Q: What are some of the benefits of ensiled high-moisture corn over feeding dry corn?

A: There are a number of benefits that people talk about.

Some of these are agronomic rather than nutritional. Typically, one can harvest the material earlier, which often means better weather and opening up the field for fall field work. Also, if it’s harvested as high-moisture corn, one doesn’t need to dry the corn if one has frost before the corn is ripe. And with earlier harvest, oftentimes there is higher grain yield because fewer ears are dropped in the field.

It is a different system than dry corn in that it requires a silo, a pit or a trench in order to store the material. And once the material is fermented, it has to be used as feed because it’s wet and can’t be handled through commercial markets. So, those are some of the advantages of harvesting the material as high-moisture corn.

As far as feeding value, the digestibility of ensiled high-moisture corn is virtually equal to steam-flaked corn, which makes it of higher value than dry-rolled corn. Similar to corn silage, high-moisture corn has an ideal harvest moisture content. It is best fermented and best digested if it is harvested in the range of 26 to 32 percent moisture. The problem with higher-moisture material is that it is harvested before the grain has fully developed, so one is sacrificing yield. If one gets drier than 26 percent, typically the starch is less digested, so that there’s an ideal window for harvesting high-moisture corn.
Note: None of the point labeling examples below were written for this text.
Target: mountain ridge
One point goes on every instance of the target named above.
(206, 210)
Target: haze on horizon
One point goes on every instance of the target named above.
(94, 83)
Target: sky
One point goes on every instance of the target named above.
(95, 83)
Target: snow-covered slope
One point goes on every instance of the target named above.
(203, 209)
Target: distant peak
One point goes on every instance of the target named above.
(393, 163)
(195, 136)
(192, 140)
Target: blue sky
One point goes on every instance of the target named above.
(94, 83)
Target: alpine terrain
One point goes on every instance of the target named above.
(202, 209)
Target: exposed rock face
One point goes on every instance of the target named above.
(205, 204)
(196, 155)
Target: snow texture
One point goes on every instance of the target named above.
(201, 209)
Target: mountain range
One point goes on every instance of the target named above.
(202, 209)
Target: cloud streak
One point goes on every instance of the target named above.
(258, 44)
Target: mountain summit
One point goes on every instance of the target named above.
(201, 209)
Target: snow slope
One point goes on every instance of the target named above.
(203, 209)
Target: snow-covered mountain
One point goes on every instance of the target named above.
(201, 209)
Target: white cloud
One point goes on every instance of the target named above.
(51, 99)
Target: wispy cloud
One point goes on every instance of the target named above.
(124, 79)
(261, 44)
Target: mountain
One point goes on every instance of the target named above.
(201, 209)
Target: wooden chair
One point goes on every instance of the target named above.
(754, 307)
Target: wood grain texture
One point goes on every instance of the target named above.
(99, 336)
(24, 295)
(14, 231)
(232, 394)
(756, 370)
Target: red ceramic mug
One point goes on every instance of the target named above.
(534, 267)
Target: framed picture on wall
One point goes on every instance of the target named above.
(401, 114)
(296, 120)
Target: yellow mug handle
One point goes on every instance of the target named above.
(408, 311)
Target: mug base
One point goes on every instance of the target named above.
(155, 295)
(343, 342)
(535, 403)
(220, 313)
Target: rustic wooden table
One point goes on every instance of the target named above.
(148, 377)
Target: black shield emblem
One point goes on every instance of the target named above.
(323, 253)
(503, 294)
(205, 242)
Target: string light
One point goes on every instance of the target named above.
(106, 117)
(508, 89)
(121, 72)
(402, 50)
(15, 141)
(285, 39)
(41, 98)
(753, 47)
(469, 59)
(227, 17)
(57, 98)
Like corn silage, one has to exclude air during storage to let the material ferment. One wants to keep air from penetrating into the mass, because any time the material is exposed to oxygen it permits spoilage to begin. One other advantage of high-moisture corn is that it is typically processed at harvest time. With dry corn, one has to roll or grind the material prior to feeding, whereas with high-moisture corn, typically it is all prepared so it can be simply scooped out of the pit or trench and mixed right into the ration. One has a simpler material to feed at feeding time.

Typically, the energy value for high-moisture corn is at least 10 percent greater than for dry-rolled corn. So, from an energy standpoint, it is a more valuable feed to feed.

What are some of the limitations of feeding high-moisture corn?

Like steam-flaked corn, it is a rapidly fermented feed, so one has to watch out for problems with acidosis due to rapid fermentation in the rumen. One is also dealing with a wet feed, so there is slightly more weight to handle. Those are the major limitations. And then, of course, from a standpoint of marketing, one has to feed the material because it is not dry so it can’t be transported and handled like dry corn.